Is this covered? How many units would you give?

Specialties Endocrine

Published

Specializes in Peds ED, Peds Stem Cell Transplant, Peds.

The insulin ordered reads 1u of Novalog for every 100 points over 100 blood sugar. Give 1u per every 25g carbs.

The blood sugar was 470, carbs eaten 79g.

Dose I administered was 6u.

Coworkers are suggesting I give 6.5u. I disagree because there was not order for the .5u, and rounding up was never ordered.

BTW I am new and don't know the endocrine doctors that well, to assume anything.

What do you say?

I think you did the right thing. I take much more than that, but each person is different. Have you rechecked the pt's sugar yet?

Best wishes - you are doing just fine!

Specializes in Peds ED, Peds Stem Cell Transplant, Peds.

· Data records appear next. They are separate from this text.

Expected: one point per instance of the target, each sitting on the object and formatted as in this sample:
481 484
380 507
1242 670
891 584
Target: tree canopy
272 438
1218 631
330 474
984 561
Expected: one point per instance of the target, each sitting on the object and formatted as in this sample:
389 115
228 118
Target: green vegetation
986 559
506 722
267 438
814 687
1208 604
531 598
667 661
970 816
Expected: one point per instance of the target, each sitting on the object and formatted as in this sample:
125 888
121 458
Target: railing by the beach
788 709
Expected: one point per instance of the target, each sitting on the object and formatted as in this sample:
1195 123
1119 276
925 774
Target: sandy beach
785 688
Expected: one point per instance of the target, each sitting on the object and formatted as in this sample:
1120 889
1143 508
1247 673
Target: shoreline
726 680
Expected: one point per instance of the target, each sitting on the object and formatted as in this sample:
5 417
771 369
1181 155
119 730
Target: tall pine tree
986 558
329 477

This was a petite 8yr 18kg peds patient

Specializes in Hospital Education Coordinator.

I agree with you. ALways better to under dose and go exactly by the MD order. BTW, the MD order is not really clear anyway. Give per glucose level or by carbs? I generally recommend a FIXED dose of rapid acting at meals PLUS more if level greater than 120. This is per ADA in-hospital treatment recommendations, but of course every patient has special needs. I still agree with you

I think the way the order is written includes what we would call at the hospital where I work Meal+Correction. The correction is for the high CBG and then the meal order is to cover the carbs that will be consumed. It is worded in a way I'm not familiar with, but I see where they're coming from.

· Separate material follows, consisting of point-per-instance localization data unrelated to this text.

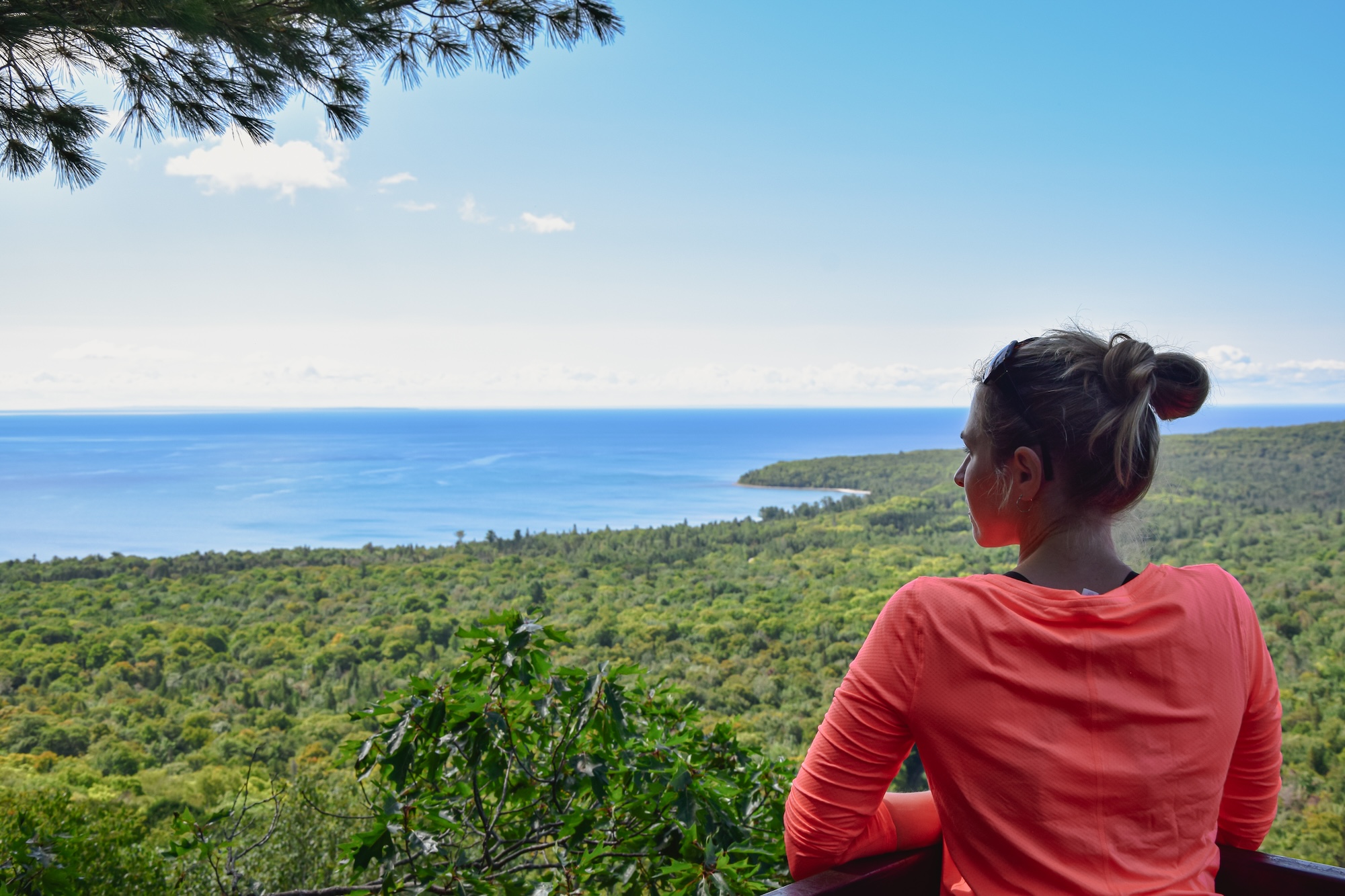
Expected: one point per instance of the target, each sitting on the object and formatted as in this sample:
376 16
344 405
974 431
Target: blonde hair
1094 405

You did right kidrn911. Give insulin in whole unit doses, not rounding up, unless MD notes otherwise.

Worst thing that will happen by not giving the extra .5u is that her blood sugar will be slightly higher at next reading.

You did right kidrn911. Give insulin in whole unit doses, not rounding up, unless MD notes otherwise.

Worst thing that will happen by not giving the extra .5u is that her blood sugar will be slightly higher at next reading.

Like mammac5 said, this is meal+corrections dosing, which is what most type 1 diabetics (and some insulin dependent type 2s) do to manage blood sugar.